***

description: >-
Advanced tutorial for adding custom processing stages to video curation
pipelines for specialized workflow requirements
categories:

* video-curation
  tags:
* customization
* pipeline
* stages
* workflow
* advanced
* development
  personas:
* mle-focused
  difficulty: advanced
  content\_type: tutorial
  modality: video-only

***

# Adding Custom Stages

Learn how to customize NeMo Curator by adding new pipeline stages.
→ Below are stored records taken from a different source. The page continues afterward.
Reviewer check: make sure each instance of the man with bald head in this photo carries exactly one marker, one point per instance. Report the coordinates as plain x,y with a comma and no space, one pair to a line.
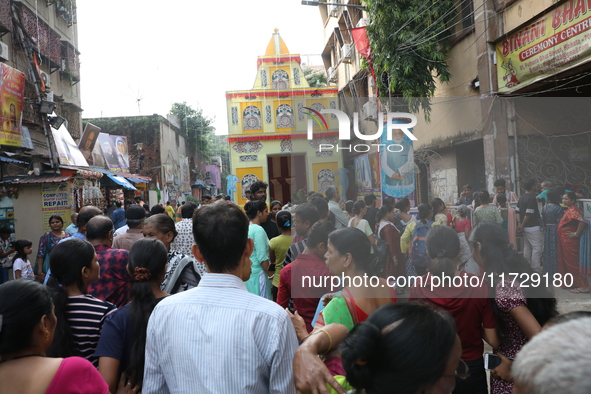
114,281
86,213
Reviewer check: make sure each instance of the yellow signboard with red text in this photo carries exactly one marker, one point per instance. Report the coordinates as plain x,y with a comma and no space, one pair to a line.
554,42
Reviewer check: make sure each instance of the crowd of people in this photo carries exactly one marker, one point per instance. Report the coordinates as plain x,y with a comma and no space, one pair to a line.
218,301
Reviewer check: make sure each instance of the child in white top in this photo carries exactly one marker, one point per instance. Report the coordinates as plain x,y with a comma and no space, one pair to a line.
20,264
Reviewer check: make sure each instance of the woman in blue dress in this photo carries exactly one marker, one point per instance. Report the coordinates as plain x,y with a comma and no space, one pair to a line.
551,215
258,283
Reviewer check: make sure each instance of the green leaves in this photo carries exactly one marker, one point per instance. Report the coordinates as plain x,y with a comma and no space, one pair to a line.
409,40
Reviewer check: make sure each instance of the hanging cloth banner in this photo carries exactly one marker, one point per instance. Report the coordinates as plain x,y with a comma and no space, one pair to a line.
12,91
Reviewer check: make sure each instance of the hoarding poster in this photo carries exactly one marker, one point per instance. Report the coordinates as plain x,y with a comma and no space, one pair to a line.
109,153
12,91
397,166
366,175
185,177
120,144
88,140
56,200
554,42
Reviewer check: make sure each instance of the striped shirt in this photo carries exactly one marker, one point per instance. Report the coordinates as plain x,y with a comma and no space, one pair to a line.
86,315
218,338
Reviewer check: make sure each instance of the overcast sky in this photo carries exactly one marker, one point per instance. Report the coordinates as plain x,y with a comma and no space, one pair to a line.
162,52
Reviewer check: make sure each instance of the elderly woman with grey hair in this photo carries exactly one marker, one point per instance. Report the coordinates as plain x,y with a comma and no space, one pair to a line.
463,226
556,360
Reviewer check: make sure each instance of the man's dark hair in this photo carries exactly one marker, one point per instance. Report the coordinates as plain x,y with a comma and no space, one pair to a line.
529,184
331,191
319,233
134,223
308,213
256,186
499,182
156,209
87,213
369,199
222,254
188,209
321,206
98,228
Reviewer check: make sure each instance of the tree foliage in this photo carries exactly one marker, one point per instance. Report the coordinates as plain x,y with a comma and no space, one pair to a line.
409,42
316,79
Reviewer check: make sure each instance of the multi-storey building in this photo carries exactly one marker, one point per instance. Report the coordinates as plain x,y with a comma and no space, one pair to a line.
49,28
514,107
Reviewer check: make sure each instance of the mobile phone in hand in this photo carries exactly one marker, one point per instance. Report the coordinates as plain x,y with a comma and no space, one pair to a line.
491,361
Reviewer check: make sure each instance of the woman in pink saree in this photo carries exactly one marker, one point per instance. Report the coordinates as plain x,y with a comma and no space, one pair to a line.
569,232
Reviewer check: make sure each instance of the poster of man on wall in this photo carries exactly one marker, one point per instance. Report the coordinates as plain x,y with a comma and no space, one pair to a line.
397,164
88,140
120,143
109,154
12,90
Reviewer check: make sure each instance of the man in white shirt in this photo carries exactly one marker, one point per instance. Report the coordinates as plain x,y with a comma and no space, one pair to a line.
341,219
218,337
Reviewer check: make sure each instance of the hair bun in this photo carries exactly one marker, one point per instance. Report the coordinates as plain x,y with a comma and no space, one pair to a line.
358,352
141,274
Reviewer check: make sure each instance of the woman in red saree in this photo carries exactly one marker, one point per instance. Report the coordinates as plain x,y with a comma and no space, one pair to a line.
569,230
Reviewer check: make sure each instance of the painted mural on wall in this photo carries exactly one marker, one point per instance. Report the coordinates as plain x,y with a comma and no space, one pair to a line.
397,169
246,181
325,179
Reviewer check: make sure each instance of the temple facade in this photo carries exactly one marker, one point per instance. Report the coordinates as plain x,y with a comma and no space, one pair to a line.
268,130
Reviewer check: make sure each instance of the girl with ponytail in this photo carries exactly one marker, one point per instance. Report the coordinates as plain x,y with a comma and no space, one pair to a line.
469,304
122,344
521,311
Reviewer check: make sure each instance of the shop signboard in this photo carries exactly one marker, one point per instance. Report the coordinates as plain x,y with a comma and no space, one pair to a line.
554,42
56,200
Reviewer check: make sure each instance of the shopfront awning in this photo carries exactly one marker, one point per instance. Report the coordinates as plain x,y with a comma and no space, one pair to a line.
199,184
121,181
137,180
9,160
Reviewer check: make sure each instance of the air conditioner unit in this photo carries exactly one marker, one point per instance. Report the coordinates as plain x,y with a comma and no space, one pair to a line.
370,110
4,51
332,74
363,22
346,53
46,80
333,11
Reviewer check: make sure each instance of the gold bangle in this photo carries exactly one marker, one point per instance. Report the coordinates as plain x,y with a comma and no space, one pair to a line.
329,338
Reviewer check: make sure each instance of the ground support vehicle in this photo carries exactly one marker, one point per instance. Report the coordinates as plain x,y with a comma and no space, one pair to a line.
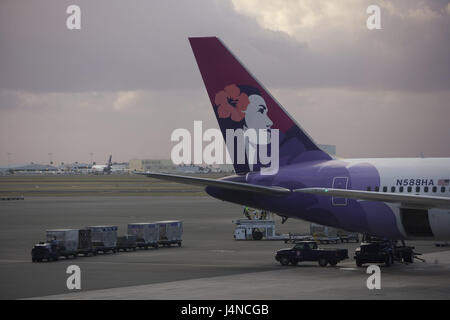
147,234
127,242
308,251
104,239
170,232
380,250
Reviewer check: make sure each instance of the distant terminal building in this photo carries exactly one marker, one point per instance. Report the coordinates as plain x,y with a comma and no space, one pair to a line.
34,168
162,165
166,165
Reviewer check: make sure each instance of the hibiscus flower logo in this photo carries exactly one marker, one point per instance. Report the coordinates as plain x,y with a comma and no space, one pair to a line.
231,102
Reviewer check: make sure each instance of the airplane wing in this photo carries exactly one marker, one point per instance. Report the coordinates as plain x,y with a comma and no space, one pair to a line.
224,184
405,199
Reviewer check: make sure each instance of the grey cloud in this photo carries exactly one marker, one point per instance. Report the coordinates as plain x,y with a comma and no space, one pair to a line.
143,45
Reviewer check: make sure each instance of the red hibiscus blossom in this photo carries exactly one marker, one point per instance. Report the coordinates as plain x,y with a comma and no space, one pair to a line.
231,102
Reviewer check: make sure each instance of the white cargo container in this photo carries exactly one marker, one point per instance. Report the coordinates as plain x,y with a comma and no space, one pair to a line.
147,233
107,235
170,232
67,239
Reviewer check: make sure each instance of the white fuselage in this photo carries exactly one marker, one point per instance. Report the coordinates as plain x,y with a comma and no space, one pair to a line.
419,176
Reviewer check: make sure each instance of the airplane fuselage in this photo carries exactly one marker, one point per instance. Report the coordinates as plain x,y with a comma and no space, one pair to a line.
424,176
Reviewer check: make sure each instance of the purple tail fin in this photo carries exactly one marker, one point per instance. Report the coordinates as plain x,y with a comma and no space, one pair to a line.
240,101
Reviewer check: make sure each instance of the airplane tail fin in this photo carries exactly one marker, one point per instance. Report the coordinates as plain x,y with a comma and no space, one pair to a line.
241,102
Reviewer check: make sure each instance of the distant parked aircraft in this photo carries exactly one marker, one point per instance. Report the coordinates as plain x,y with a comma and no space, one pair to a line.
102,168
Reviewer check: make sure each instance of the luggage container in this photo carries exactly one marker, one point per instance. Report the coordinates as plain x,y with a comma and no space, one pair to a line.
66,241
85,242
127,242
104,238
147,234
170,232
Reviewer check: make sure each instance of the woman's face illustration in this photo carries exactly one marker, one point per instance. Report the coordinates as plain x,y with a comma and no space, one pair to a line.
256,116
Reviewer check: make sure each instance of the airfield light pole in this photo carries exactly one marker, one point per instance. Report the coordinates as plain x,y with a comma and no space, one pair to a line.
9,160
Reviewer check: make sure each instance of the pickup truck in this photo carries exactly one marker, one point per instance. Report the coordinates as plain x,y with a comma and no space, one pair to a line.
308,251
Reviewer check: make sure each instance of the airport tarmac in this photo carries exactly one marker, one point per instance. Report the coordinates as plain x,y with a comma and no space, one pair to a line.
209,265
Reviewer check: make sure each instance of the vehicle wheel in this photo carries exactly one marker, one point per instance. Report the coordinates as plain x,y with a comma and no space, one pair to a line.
409,258
257,235
323,262
284,261
389,261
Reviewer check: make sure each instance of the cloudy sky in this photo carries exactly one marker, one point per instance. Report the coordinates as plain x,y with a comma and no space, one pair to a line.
128,78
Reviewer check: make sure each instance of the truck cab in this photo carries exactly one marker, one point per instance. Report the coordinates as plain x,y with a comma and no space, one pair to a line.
44,251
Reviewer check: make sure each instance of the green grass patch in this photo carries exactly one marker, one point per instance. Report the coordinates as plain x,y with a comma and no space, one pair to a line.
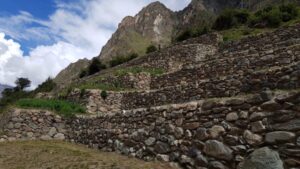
136,70
64,108
102,86
116,85
241,32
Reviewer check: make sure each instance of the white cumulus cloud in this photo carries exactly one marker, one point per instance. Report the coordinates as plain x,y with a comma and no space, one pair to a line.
75,30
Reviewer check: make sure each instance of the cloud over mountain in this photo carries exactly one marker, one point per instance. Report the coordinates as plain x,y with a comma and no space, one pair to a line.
75,30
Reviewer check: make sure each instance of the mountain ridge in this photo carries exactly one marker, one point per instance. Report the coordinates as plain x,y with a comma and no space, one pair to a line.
157,25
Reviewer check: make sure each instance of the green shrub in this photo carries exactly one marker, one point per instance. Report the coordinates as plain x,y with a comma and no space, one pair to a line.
273,16
230,18
104,94
83,73
184,36
82,92
95,66
122,59
192,33
63,108
151,49
46,86
289,12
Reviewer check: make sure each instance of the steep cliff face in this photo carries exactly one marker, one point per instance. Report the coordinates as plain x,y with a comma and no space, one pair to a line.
153,25
71,73
157,25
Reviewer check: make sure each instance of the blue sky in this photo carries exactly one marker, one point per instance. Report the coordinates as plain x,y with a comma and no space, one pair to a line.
38,8
39,38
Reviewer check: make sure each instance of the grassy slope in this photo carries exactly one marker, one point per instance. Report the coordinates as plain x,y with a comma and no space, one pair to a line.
61,107
59,155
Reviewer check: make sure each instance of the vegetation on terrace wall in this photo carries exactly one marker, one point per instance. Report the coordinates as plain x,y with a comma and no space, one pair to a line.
95,66
118,60
236,23
61,107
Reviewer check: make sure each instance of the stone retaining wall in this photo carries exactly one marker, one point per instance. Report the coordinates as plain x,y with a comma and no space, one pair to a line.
207,69
32,125
215,133
204,133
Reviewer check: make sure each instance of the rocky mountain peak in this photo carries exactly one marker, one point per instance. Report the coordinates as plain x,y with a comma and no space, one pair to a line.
154,24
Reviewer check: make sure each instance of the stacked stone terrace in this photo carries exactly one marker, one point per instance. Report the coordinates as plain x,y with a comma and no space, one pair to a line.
223,106
207,68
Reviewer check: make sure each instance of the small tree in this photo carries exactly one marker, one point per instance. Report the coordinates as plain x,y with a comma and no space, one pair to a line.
22,83
151,49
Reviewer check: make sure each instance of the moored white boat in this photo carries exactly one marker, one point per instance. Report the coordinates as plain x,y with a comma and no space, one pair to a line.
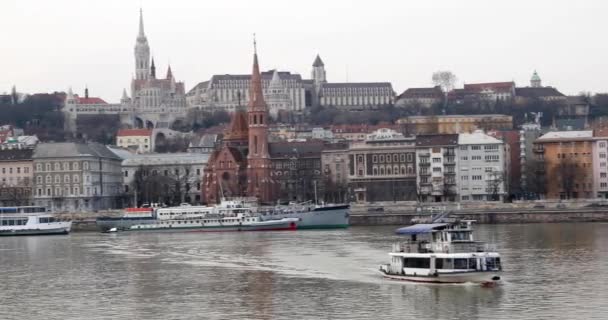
444,253
21,221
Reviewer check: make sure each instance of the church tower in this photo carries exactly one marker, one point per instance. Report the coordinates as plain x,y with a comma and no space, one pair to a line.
318,71
535,80
259,180
142,52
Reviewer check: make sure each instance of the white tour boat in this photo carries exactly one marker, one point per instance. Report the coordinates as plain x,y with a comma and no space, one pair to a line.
30,220
230,215
442,253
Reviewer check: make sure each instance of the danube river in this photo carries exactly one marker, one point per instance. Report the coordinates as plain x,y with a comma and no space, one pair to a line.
552,271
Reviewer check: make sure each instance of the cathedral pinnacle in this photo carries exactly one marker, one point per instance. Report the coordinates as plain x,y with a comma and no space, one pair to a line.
141,24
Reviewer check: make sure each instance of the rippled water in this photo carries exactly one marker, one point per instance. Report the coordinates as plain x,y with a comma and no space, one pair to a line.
557,271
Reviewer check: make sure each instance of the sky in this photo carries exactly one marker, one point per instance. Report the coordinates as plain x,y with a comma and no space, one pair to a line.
53,45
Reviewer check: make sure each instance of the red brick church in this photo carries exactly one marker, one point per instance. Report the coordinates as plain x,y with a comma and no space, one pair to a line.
241,166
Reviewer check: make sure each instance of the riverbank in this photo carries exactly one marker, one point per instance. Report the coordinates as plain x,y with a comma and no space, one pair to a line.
489,216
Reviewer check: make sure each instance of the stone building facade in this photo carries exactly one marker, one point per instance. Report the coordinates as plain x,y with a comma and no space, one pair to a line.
437,162
155,102
482,169
16,172
76,177
383,167
179,173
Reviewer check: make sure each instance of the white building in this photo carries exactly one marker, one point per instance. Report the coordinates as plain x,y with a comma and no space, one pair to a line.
76,177
137,140
482,167
184,169
155,102
436,160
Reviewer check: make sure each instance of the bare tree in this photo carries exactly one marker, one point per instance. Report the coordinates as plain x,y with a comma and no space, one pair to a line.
446,80
495,183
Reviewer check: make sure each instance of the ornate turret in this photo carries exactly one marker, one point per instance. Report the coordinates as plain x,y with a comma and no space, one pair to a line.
142,52
535,80
318,71
153,69
259,181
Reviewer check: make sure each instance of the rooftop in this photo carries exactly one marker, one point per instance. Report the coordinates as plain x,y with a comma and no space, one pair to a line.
72,149
477,137
134,132
430,140
16,154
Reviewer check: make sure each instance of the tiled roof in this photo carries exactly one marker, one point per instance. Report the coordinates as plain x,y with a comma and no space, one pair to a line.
429,140
420,93
133,132
295,149
497,86
16,154
570,135
357,85
532,92
71,149
477,137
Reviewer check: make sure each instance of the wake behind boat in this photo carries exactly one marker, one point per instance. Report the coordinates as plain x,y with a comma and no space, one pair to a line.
445,253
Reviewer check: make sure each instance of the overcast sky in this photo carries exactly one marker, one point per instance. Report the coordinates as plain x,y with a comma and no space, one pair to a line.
52,45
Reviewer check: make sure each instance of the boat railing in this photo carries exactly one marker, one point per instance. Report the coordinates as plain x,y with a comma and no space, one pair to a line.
424,246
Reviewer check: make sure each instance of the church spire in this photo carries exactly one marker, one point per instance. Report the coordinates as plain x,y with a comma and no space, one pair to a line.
256,94
141,24
153,69
169,73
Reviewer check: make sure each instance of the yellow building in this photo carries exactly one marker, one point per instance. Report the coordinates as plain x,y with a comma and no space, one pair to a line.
138,140
450,124
567,158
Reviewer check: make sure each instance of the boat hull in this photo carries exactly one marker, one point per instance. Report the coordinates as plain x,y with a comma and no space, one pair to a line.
279,225
321,218
455,277
121,223
35,232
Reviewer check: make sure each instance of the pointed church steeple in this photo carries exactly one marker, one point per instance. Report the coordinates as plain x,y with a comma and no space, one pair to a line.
153,69
142,52
256,94
141,24
169,73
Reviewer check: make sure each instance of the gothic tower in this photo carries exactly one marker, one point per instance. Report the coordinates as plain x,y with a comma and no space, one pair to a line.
535,80
259,180
318,72
142,52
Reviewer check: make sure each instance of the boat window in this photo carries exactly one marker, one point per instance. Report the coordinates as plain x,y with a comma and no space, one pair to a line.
472,263
460,264
460,236
423,263
493,263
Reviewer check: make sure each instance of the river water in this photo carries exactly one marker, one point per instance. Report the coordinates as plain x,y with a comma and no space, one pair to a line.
557,271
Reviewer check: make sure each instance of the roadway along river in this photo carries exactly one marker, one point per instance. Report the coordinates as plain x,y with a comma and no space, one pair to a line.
552,271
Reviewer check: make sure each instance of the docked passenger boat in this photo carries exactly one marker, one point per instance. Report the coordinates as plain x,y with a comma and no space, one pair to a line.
228,216
442,253
30,220
311,216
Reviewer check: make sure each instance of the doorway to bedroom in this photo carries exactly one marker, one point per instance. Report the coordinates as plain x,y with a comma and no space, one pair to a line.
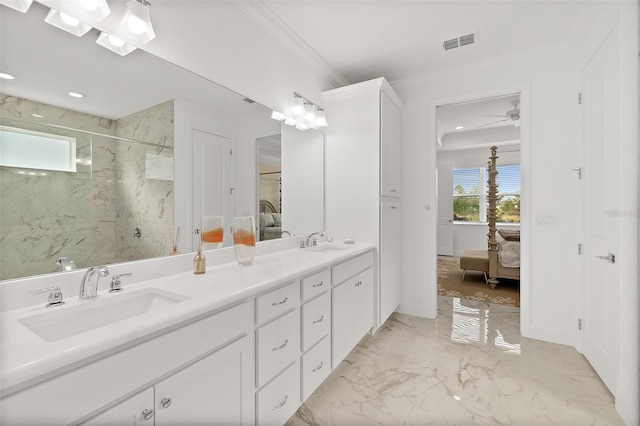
468,205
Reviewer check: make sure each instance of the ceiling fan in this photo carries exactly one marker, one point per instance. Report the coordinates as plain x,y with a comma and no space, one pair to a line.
512,114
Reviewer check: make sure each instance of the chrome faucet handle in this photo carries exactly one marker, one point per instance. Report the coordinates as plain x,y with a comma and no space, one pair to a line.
116,284
55,295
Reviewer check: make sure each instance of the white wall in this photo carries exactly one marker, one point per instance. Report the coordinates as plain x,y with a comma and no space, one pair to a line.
550,149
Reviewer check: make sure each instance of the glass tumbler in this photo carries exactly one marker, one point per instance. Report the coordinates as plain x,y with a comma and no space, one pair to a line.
244,239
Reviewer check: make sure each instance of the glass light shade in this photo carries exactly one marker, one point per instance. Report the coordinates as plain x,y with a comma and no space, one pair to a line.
301,125
321,119
309,113
297,106
278,116
114,44
67,23
19,5
137,20
98,9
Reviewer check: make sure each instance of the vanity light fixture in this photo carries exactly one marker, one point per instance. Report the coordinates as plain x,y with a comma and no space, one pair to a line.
67,23
19,5
303,114
297,105
115,44
137,20
321,118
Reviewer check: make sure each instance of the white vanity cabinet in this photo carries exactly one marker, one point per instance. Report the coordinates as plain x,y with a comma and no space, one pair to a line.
207,392
172,361
363,154
353,305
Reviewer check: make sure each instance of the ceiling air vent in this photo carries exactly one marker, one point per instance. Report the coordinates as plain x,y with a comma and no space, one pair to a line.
459,41
450,44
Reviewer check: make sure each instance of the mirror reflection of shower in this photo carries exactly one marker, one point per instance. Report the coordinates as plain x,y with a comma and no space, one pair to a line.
269,187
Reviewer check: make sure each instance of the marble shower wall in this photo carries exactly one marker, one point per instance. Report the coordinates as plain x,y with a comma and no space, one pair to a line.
144,188
86,215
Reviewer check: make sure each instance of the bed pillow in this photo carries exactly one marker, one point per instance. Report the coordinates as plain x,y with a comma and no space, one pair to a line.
510,234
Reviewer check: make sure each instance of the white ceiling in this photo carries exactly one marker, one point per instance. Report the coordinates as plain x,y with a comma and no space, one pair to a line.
359,40
399,39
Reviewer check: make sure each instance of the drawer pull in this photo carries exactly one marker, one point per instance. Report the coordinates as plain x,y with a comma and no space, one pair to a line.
284,401
277,348
283,301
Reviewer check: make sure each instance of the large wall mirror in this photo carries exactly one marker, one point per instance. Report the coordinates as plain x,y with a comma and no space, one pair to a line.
148,151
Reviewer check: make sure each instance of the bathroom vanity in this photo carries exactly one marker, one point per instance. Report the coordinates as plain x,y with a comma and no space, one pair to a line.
237,345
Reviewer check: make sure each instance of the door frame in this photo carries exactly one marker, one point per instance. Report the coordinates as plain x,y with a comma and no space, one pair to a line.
525,188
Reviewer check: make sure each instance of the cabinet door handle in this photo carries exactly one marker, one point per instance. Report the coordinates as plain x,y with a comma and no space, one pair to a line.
283,301
284,401
147,414
277,348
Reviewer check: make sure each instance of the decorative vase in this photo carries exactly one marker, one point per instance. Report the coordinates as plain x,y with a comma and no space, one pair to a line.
212,232
244,239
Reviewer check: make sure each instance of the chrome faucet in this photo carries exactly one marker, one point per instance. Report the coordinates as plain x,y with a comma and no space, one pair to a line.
313,242
89,285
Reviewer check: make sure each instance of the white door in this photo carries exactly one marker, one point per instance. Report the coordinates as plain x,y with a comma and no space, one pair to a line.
445,210
601,182
211,183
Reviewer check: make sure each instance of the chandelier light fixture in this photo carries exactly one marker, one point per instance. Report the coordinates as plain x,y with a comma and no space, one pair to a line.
303,114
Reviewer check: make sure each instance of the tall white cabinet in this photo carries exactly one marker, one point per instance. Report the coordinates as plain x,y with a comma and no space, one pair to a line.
363,180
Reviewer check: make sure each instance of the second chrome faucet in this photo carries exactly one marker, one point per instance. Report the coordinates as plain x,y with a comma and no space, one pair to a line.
89,285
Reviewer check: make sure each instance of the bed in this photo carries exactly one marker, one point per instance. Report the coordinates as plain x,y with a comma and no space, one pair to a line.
503,244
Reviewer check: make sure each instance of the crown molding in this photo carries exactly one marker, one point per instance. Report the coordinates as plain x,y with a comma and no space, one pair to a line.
260,13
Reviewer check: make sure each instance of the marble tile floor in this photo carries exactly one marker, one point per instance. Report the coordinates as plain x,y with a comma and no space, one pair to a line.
470,366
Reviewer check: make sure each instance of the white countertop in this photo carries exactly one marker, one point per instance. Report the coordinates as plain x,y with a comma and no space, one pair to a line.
27,359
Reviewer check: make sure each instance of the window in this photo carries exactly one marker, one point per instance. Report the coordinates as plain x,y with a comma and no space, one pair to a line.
36,150
470,194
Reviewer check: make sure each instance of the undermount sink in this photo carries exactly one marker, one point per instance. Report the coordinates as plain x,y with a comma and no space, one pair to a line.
327,247
63,322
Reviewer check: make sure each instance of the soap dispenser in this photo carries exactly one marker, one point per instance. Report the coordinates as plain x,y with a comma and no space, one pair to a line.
199,261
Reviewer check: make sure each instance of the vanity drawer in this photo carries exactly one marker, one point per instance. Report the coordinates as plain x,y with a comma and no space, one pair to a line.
352,267
277,402
316,320
316,366
277,345
315,284
276,302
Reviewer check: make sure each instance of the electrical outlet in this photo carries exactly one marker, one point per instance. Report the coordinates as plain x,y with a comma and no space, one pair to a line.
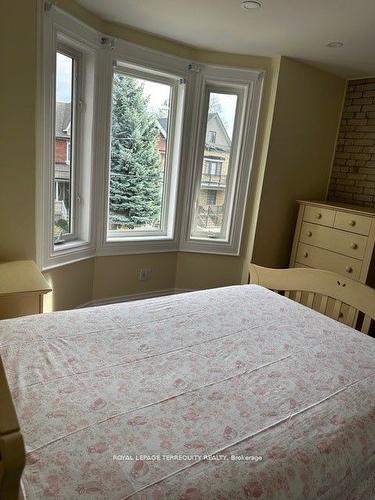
144,274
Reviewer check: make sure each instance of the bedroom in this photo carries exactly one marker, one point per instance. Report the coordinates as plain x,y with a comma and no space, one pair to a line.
288,140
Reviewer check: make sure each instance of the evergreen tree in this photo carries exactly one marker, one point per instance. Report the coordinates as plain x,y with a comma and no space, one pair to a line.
135,183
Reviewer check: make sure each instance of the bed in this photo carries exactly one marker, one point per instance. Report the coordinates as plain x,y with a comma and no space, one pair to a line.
221,394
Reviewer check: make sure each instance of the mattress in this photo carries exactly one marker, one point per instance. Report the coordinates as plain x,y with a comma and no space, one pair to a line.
229,393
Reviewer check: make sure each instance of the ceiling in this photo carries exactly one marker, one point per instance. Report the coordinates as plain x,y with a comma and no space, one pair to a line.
296,28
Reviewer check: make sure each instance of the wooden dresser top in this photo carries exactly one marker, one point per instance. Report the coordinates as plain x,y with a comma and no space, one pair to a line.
340,206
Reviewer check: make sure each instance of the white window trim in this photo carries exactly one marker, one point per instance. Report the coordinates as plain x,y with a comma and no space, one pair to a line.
57,28
173,69
106,50
171,166
252,82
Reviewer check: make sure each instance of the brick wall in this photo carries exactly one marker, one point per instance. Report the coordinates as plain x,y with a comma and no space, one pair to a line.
353,173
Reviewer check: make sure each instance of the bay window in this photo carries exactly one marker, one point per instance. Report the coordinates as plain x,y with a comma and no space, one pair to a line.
143,157
221,155
140,151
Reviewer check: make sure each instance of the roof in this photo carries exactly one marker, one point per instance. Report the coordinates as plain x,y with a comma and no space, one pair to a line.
63,119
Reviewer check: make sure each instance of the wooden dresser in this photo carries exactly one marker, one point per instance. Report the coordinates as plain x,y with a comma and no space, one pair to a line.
335,237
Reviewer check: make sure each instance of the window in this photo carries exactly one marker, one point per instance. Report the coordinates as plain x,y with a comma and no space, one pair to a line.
212,167
64,169
68,152
115,128
211,197
211,136
216,223
220,160
66,147
143,166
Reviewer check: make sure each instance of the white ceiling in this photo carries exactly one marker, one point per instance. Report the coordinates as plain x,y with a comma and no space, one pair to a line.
296,28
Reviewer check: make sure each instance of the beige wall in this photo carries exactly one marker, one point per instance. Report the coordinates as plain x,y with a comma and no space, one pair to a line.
118,276
304,97
304,129
17,129
72,285
197,271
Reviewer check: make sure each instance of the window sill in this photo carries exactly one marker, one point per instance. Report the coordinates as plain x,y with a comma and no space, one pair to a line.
68,253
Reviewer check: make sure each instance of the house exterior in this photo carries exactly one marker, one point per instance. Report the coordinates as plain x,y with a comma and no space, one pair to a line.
214,175
214,172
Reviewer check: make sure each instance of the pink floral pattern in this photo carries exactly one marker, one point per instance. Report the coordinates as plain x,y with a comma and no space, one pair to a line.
230,373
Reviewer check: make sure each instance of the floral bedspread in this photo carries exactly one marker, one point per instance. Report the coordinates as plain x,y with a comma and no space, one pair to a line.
229,393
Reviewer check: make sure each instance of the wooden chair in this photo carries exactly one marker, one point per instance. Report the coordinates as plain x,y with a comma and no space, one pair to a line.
319,287
12,451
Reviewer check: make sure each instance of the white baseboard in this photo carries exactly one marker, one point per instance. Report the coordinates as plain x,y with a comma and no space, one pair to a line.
133,296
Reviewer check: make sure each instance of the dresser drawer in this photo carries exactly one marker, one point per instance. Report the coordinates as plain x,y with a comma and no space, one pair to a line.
353,223
320,258
319,215
353,245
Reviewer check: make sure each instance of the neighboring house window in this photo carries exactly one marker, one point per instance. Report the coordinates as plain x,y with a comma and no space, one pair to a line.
228,111
211,197
211,137
212,167
143,161
68,152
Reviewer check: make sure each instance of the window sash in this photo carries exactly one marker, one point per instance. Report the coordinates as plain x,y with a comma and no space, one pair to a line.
167,206
233,166
76,56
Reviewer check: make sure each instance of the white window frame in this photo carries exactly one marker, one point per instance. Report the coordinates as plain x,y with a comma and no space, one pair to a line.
93,142
61,32
68,159
247,85
77,57
148,64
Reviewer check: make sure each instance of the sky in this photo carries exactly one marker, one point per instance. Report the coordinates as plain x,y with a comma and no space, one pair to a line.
158,93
NeMo Curator includes a series of pipelines with default stages; however, they might not always meet your pipeline requirements. This tutorial demonstrates how to add a new pipeline stage and integrate it into a pipeline.

## Before You Start

Before you begin adding a new pipeline stage, make sure that you have:

* Reviewed the [pipeline concepts and diagrams](/about/concepts/video).
* Downloaded the NeMo Curator container.
* Reviewed the [container environments](/reference/infra/container-environments) available.
* Optionally [created custom code](/curate-video/tutorials/pipeline-customization/add-cust-code) that defines your new requirements.
* Optionally [created a custom environment](/curate-video/tutorials/pipeline-customization/add-cust-env) to support your new custom code.
* Optionally [created a custom model](/curate-video/tutorials/pipeline-customization/add-cust-model).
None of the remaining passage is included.